The Lodgy's brakes are progressive when new, but tend to get grabby with age as we found out on our long-term tester. But despite its length, it doesn't lose its composure when coming to a halt all of a sudden. Its lower seating also means that it feels less unnerving in such an event. The lower ride height is courtesy of the monocoque chassis that it is built on. It also makes the Lodgy more car-like to drive than the Crysta. So take your pick accordingly. The Lodgy's body roll is relatively low for an MPV, and the suspension takes on potholes rather well. Our long-termer had even outclassed some of the more expensive SUVs on a trip to the treacherous regions of Ladakh. After all, it is a Duster underneath (and that's the nth time I have said it).
The Innova Crysta presents itself with two diesel drivetrain options - a 150PS/343Nm 2.4l with a 5-speed manual and a 174PS/360Nm 2.8l with a 6-speed automatic. They are a big step forward over the outgoing 2.5l mill, and both the new oil-burners don't feel very different from each in terms of refinement or real-world performance. The 2.8's trump card is the convenience of the automatic transmission. Toyota says that the auto box is tuned for our conditions - both in terms of performance and endurance. Time will tell. The manual gearbox has rubbery shifts, but the clutch is light. Both engines have a very meaty mid- and top-end grunt that is well-suited for the kind of chores the MPV is expected to execute. The engines take hardly 2,200rpm to cruise at 100kmph, but their larger displacement and the Innova's heavier body (1,855-1,870kg) mean that they both return a lower fuel economy than the Lodgy. During our tests, both the engines returned an overall economy in the range of 10.3kmpl (manual) and 8.7kmpl (automatic).
New engines are a big improvement over outgoing mill
The 1.5l motor is surprisingly potent for an MPV
The Lodgy on the other hand retuned us a consistent 14+kmpl (overall) during our long-term tests. It is an advantage that is largely attributed to its well-tuned smaller engine and the significantly lighter body (~1,368kg).
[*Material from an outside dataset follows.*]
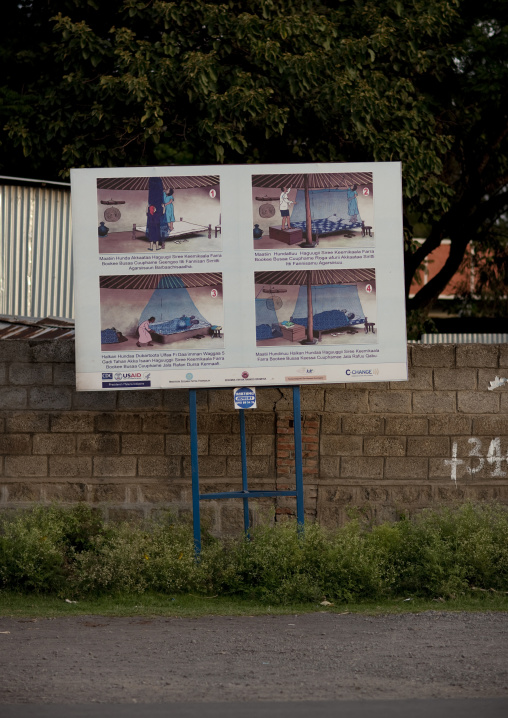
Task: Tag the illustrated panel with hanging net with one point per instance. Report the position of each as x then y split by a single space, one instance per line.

While it doesn't offer two engine options, it does offer two states of tune from the 1.5l dCi motor - an 85PS version that better suited for city use and a 110PS variant (tested here) that is better suited for people-carrying duties and highway touring. It has its little niggles too - like the clutch being quite heavy, or the lack of enough sound insulation to filter out the diesel clatter. But the engine is a potent operator that had trampled the previous Innova on outright performance and fuel economy. The new engines from Toyota are impossible to beat on performance figures, but the 1.5l dCi comes close in terms of drivability and that is how this underdog truly shines.
But unlike the glory stories, this underdog is far from being the people's champion. The sheer brand value, service network and reliability quotient put the Innova Crysta on a higher pedestal. These are the very attributes that also allowed the Innova to claim a higher premium all this while, but now the Crysta also has the kit to justify the price tag.
But in doing that, the Innova has moved up a segment, where it has virtually no competition. Not just in terms of price but also as an overall package. That also means that instead making life more difficult for the Lodgy, it actually creates a big void in the Rs 10-15 lakh segment, which the Lodgy can happily fill. What Renault can do of this opportunity though remains to be seen.